The other question is for Dallan. Is there anything being recommended here that interferes with the software interpreting the date for purposes of sorting, matching, etc.? That has been my only hesitation in putting anything other than DD MMM YYYY format in the birth/death date fields. I assumed that "abt", "bef" and others may be safe. The one I particularly worried about was the pre-1752 double year business, you know, "22 Feb 1733/34" for George Washington's birthday. Does the software correctly understand that as "22 Feb 1734" for standard comparison purposes?--TomChatt 04:07, 22 February 2009 (EST)
The date is stored as text so the only issue with WeRelate software is when doing matching and searching where it must interpret it as a date, I believe. I think Dallan mentioned once that he ignored any qualifiers before the date, and uses the first year of double dating. So things like before, after and between get treated the same as the base date. --Jrich 09:49, 22 February 2009 (EST)

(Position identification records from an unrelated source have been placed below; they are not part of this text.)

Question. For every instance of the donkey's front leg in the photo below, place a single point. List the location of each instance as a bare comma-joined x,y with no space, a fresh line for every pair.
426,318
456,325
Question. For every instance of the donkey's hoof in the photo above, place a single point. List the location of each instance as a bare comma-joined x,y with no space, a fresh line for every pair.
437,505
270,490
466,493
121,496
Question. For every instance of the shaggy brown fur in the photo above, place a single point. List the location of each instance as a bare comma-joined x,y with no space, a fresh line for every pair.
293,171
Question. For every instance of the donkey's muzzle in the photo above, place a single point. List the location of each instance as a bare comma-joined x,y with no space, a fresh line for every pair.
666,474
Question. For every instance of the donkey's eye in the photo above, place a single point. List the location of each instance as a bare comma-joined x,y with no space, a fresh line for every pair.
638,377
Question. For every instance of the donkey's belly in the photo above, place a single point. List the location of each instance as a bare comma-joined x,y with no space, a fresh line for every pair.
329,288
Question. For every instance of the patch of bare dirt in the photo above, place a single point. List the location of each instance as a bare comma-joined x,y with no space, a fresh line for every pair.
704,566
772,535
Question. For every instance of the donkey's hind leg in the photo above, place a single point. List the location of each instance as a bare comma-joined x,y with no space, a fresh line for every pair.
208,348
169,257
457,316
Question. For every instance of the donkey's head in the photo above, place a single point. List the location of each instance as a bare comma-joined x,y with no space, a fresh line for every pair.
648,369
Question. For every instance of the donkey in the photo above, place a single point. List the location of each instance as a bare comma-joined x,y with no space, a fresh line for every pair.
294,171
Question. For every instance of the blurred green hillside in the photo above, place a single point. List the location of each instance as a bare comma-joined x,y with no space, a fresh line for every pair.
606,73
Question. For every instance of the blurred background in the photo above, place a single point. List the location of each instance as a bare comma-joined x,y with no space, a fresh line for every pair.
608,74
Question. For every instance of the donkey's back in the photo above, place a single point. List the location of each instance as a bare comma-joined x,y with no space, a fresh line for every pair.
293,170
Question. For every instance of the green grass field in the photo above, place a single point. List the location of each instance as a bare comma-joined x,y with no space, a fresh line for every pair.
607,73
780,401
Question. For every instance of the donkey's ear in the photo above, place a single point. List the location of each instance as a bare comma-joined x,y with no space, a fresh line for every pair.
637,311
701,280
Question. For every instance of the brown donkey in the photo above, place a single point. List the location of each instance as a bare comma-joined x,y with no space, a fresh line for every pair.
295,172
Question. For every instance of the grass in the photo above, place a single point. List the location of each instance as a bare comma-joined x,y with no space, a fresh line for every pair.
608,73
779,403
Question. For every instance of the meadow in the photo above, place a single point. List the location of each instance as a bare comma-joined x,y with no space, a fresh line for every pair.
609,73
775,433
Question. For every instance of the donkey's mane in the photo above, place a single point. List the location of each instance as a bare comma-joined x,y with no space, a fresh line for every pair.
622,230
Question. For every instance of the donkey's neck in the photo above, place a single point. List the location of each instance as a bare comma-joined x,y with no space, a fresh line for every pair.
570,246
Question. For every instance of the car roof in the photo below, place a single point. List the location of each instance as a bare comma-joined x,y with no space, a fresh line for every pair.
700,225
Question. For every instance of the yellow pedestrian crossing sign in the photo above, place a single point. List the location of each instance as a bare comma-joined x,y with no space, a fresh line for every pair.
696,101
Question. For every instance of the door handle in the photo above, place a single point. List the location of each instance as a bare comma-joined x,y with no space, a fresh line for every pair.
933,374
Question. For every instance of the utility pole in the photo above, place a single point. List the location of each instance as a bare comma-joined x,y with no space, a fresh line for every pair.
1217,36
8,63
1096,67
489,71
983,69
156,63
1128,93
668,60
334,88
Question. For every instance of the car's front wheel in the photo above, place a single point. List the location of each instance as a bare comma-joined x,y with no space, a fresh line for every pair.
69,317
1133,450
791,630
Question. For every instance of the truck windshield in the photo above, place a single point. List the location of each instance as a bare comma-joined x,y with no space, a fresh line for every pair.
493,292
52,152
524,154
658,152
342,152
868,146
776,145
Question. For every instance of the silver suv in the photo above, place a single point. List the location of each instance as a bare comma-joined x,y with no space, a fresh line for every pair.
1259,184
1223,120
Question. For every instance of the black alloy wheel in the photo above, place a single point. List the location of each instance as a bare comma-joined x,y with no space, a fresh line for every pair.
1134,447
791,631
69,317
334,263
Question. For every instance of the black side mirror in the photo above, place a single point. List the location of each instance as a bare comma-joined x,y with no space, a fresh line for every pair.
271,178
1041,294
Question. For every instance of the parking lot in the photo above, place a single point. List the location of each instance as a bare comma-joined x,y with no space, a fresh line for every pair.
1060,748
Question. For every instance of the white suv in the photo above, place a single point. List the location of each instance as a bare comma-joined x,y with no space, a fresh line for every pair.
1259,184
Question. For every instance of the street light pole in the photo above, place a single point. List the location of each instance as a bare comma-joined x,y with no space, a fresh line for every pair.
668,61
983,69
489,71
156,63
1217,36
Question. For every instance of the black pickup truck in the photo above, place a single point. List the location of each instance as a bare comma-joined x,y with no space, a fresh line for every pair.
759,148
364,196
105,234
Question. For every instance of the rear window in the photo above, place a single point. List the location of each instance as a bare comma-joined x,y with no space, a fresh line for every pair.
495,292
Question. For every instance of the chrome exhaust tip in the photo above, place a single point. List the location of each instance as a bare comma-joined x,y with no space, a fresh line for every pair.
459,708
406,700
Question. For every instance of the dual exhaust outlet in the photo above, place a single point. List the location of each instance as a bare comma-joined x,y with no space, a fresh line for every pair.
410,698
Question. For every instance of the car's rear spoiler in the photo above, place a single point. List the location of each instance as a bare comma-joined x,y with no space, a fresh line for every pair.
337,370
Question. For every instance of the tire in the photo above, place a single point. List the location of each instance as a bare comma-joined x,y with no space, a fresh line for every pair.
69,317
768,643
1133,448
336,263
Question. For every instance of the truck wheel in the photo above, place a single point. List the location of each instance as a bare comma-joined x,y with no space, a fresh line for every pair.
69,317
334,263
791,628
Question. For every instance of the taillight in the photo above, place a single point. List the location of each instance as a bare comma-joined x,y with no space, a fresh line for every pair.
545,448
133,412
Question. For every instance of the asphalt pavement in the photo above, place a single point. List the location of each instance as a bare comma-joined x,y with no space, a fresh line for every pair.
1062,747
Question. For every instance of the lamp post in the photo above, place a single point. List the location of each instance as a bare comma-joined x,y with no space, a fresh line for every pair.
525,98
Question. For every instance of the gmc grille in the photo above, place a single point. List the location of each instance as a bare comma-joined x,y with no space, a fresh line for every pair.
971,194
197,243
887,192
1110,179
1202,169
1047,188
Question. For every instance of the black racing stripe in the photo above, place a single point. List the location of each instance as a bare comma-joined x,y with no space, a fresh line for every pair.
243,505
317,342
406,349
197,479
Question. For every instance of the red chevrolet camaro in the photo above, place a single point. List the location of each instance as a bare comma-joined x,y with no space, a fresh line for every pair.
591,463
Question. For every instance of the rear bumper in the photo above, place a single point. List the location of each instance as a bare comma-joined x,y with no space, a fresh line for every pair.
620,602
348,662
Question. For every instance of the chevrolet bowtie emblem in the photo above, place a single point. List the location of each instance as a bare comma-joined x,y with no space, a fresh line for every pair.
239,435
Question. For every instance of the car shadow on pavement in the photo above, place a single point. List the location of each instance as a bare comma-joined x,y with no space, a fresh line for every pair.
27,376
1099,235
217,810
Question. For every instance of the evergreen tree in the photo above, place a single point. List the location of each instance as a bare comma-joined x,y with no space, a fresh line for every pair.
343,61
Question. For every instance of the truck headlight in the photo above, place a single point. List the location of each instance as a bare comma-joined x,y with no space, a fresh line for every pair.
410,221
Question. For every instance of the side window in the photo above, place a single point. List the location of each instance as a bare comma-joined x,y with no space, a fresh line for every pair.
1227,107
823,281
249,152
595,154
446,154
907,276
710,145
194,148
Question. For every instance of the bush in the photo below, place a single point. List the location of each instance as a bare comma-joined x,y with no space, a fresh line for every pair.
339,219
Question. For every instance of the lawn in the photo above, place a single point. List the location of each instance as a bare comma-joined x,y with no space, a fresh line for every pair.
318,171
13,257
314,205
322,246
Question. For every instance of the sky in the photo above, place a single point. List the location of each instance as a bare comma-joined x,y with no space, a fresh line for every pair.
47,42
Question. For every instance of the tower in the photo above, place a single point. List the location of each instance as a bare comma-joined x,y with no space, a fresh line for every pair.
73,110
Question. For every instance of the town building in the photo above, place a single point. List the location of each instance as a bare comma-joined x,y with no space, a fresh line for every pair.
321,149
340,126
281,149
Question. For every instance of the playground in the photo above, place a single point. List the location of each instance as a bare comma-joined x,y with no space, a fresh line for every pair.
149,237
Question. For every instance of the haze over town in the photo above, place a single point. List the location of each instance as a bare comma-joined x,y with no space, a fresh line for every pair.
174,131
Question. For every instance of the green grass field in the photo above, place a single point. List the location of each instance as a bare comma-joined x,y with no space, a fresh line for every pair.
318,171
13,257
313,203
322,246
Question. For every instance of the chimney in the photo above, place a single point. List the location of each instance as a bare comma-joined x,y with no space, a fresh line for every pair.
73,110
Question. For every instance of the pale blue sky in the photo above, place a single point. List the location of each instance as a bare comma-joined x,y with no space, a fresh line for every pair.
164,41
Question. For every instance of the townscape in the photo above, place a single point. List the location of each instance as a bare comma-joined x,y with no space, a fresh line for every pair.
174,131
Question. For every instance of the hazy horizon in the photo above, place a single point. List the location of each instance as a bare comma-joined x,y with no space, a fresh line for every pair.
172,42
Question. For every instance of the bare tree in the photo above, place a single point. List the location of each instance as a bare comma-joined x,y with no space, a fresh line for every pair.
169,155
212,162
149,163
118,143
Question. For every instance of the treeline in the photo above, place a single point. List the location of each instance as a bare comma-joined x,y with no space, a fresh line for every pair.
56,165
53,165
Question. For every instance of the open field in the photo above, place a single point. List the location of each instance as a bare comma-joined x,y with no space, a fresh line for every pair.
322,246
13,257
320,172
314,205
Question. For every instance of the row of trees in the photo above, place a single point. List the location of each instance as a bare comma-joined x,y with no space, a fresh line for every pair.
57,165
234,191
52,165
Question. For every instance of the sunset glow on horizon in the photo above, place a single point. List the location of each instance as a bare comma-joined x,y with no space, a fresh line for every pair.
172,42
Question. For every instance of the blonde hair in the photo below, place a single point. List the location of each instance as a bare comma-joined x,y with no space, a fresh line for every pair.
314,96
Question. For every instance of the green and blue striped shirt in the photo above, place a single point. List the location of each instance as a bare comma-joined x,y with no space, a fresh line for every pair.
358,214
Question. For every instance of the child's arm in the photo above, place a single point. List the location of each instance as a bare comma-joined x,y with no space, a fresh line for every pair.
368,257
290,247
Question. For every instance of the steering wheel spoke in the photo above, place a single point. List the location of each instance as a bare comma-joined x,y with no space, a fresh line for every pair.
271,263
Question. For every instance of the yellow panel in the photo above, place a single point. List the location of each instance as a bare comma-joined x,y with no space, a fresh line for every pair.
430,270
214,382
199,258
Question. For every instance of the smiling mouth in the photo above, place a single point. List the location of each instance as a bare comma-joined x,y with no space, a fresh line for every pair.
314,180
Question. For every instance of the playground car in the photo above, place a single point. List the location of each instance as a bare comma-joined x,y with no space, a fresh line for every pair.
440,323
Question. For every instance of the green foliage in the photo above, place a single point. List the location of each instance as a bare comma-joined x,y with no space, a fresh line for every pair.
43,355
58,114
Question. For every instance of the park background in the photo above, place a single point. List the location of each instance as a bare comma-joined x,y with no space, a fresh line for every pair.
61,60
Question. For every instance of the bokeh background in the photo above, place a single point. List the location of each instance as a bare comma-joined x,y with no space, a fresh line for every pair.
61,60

Your comment about GEDCOM tickled a nagging concern. GEDCOM is a genealogical standard and is a good place to look for advice, keeping in mind it is designed for computers to exchange information, not necessarily humans. I had inspected the GEDCOM specification before, and expected the date issue to be more prominent, so overlooked some of the detailed specification. Your comment prompted a more thorough inspection. In general, it is not greatly different, but suggests some alteration in my proposal may be good.
The GEDCOM specification does provide ways to give dates in many formats if you use different tags, including things like foreign month names, etc. Unless WeRelate were to add a field where one can identify a date format (like the type of Source), I suspect the date formats must be limited in WeRelate to the default form, which follows the basic double dating form (one of their examples: 15 APR 1699/00).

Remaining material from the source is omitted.